As a parent, you are likely more aware of your child’s learning differences than anyone else. As they move through school, he or she will almost certainly be placed in situations in which teachers must rediscover those challenges for themselves. If you’re looking to make headway early on, it’s vital that you learn how to talk to teachers about your child’s learning struggles.
Make Contact Early
One of the best things you can do is to make contact with the teacher early. Teachers are only human, after all, and they build up perceptions of students in their minds as the year goes on.

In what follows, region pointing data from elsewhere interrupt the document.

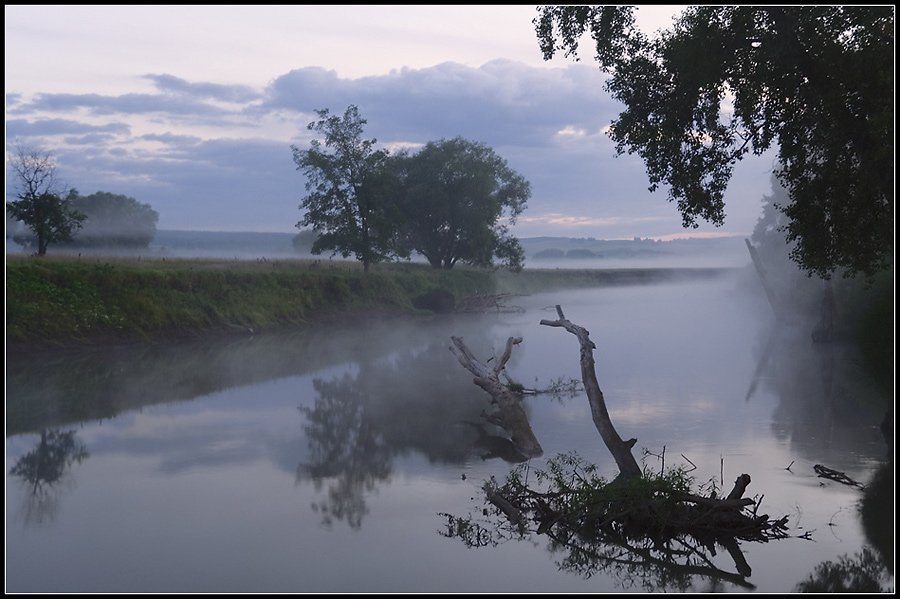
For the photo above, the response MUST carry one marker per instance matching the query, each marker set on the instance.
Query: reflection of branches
(863, 573)
(650, 530)
(44, 467)
(344, 446)
(412, 401)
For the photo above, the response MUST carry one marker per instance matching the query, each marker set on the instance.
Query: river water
(326, 461)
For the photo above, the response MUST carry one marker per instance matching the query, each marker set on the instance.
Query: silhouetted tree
(459, 199)
(40, 204)
(113, 220)
(815, 81)
(347, 204)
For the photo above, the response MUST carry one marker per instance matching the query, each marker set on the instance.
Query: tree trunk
(512, 417)
(620, 450)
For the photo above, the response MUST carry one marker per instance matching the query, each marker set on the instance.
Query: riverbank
(64, 301)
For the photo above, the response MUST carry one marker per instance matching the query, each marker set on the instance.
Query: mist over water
(318, 461)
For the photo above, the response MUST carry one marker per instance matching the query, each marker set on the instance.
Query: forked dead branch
(655, 521)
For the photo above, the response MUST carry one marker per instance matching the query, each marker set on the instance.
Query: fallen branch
(620, 450)
(511, 416)
(835, 475)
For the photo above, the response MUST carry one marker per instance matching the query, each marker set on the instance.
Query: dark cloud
(227, 184)
(547, 123)
(93, 139)
(172, 138)
(500, 103)
(227, 93)
(47, 127)
(98, 105)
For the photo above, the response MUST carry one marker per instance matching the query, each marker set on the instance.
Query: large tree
(459, 199)
(349, 186)
(114, 220)
(40, 202)
(817, 82)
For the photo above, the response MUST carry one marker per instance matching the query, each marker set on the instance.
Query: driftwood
(510, 415)
(657, 523)
(620, 450)
(764, 279)
(836, 475)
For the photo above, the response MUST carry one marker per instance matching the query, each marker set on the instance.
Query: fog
(321, 447)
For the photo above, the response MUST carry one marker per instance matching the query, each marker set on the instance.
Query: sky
(193, 109)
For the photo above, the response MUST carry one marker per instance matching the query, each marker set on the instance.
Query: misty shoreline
(63, 301)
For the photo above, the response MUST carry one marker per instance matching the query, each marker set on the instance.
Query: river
(327, 460)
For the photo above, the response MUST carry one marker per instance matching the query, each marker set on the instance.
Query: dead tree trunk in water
(761, 271)
(620, 450)
(512, 417)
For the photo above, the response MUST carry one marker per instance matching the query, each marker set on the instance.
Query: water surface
(321, 461)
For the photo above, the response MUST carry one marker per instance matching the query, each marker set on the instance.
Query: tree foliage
(40, 204)
(726, 81)
(348, 189)
(114, 219)
(459, 199)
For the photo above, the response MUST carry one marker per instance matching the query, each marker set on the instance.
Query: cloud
(210, 156)
(500, 103)
(47, 127)
(213, 91)
(99, 105)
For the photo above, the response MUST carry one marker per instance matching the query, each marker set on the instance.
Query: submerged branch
(620, 450)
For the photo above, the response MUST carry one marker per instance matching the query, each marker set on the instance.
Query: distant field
(60, 300)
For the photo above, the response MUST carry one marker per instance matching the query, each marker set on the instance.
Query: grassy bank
(63, 300)
(70, 300)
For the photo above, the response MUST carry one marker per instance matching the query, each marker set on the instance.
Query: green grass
(61, 300)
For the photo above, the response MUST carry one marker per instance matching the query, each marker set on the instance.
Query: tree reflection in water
(44, 468)
(416, 400)
(346, 447)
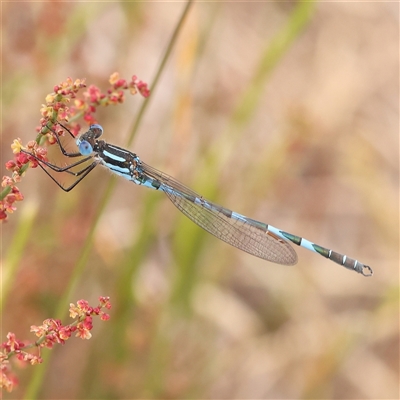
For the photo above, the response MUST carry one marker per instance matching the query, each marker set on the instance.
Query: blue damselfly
(254, 237)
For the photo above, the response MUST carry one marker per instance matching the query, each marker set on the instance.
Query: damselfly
(254, 237)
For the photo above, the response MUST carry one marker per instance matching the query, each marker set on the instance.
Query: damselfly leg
(80, 174)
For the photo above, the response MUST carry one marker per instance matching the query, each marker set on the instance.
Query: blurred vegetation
(285, 112)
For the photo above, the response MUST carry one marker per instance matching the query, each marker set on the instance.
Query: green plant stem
(39, 373)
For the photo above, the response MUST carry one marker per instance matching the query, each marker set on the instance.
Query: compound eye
(85, 148)
(97, 130)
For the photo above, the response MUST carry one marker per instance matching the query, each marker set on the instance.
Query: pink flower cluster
(52, 331)
(58, 107)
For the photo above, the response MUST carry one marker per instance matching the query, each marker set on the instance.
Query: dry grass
(306, 140)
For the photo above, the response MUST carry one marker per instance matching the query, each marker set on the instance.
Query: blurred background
(285, 112)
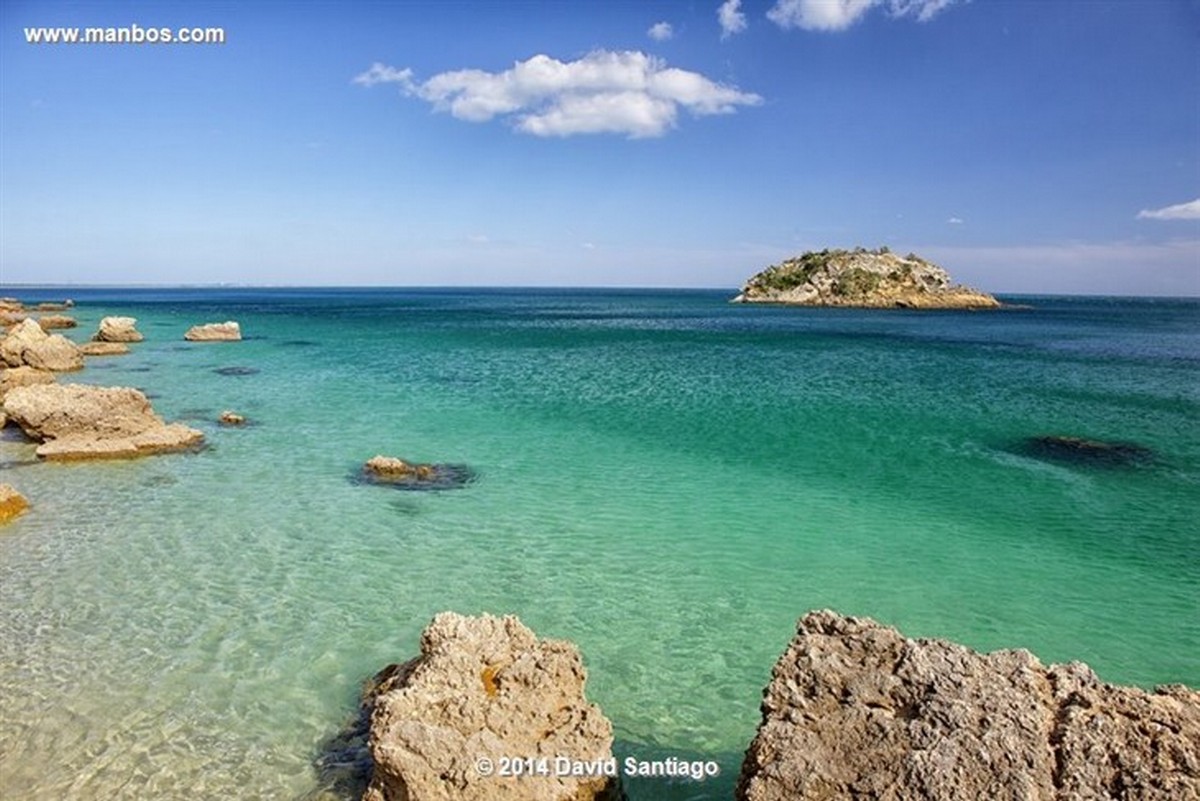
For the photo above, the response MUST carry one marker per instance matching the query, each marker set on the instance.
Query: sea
(659, 476)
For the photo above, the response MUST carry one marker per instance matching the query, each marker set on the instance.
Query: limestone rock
(118, 329)
(12, 503)
(228, 331)
(856, 710)
(76, 421)
(485, 687)
(49, 321)
(15, 377)
(27, 343)
(863, 278)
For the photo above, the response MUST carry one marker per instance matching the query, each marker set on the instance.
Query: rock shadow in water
(1086, 452)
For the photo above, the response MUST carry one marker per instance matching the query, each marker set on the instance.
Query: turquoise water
(664, 479)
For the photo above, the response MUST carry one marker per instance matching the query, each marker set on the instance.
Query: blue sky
(1026, 146)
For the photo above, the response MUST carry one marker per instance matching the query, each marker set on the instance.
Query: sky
(1026, 146)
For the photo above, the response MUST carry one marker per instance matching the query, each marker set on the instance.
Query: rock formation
(27, 343)
(103, 348)
(228, 331)
(863, 278)
(15, 377)
(855, 710)
(76, 421)
(485, 688)
(118, 329)
(12, 503)
(49, 321)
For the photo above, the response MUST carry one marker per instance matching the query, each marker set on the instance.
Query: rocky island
(861, 278)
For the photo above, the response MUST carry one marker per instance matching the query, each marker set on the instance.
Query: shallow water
(661, 477)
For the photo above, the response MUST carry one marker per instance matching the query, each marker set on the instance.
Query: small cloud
(731, 18)
(660, 31)
(840, 14)
(1189, 210)
(625, 92)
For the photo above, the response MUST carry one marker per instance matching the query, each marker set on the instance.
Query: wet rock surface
(855, 710)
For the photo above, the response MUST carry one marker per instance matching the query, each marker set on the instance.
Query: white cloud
(731, 18)
(660, 31)
(1189, 210)
(840, 14)
(625, 92)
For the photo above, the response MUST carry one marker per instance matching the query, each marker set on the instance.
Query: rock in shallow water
(485, 688)
(857, 710)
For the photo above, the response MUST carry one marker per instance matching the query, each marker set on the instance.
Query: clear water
(665, 479)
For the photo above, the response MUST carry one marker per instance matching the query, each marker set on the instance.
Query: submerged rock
(118, 329)
(103, 348)
(227, 331)
(861, 278)
(857, 710)
(28, 344)
(1087, 451)
(77, 421)
(408, 475)
(12, 503)
(485, 688)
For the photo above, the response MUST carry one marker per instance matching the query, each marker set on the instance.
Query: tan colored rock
(27, 343)
(103, 348)
(118, 329)
(485, 688)
(861, 278)
(12, 503)
(856, 710)
(228, 331)
(15, 377)
(76, 421)
(49, 321)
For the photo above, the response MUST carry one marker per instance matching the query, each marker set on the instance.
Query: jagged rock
(27, 343)
(118, 329)
(485, 688)
(863, 278)
(76, 421)
(12, 503)
(103, 348)
(15, 377)
(406, 475)
(49, 321)
(855, 710)
(228, 331)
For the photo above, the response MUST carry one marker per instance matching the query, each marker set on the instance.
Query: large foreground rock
(118, 329)
(855, 710)
(485, 688)
(76, 421)
(861, 277)
(228, 331)
(28, 344)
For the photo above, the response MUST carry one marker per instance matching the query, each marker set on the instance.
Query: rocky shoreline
(861, 278)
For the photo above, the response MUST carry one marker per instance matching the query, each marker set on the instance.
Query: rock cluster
(856, 710)
(118, 329)
(862, 278)
(227, 331)
(75, 421)
(28, 344)
(485, 688)
(12, 503)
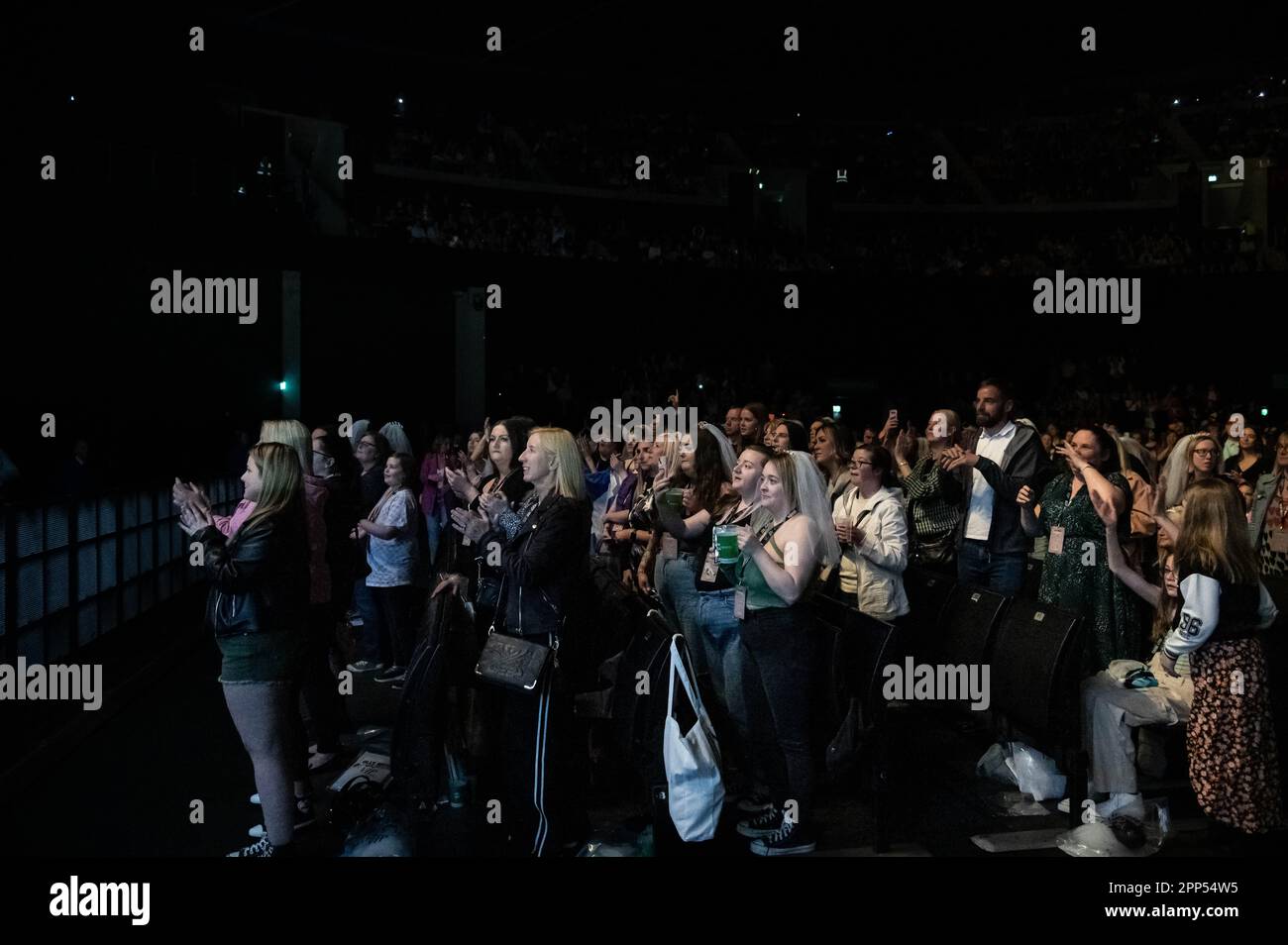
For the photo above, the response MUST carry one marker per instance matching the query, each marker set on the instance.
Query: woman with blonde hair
(1234, 764)
(778, 564)
(1196, 458)
(257, 608)
(545, 564)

If you can contact your child’s teacher earlier during the semester and let him or her know that your child has a specific learning difficulty, you can set the stage for a cooperative relationship that can be fruitful for all involved.
Don’t Be Vague
It’s vital that you are not vague when discussing learning issues with teachers. Don’t say that your child has trouble with reading – talk about why your child has trouble reading. A teacher can’t do much with vague information and thus won’t be able to help your child if he or she can’t pinpoint what’s wrong. While there are times in which the information will necessarily be vague, giving as much information as possible to the teacher is a great way to get the conversation started.
Make it a Team Effort
Finally, try to make sure that you’re collaborating with the teacher instead of putting everything on his or her shoulders. If you know that your child has a problem completing homework because of something like ADHD, ask the teacher what you can do to help your child keep up with the work. Most teachers are incredibly responsive to those parents who want to put in the work to help their children succeed, so portray yourself as one of them from day one. If you can start a collaborative relationship between yourself, your child, and your child’s teachers, your child will have a much greater chance for scholastic success.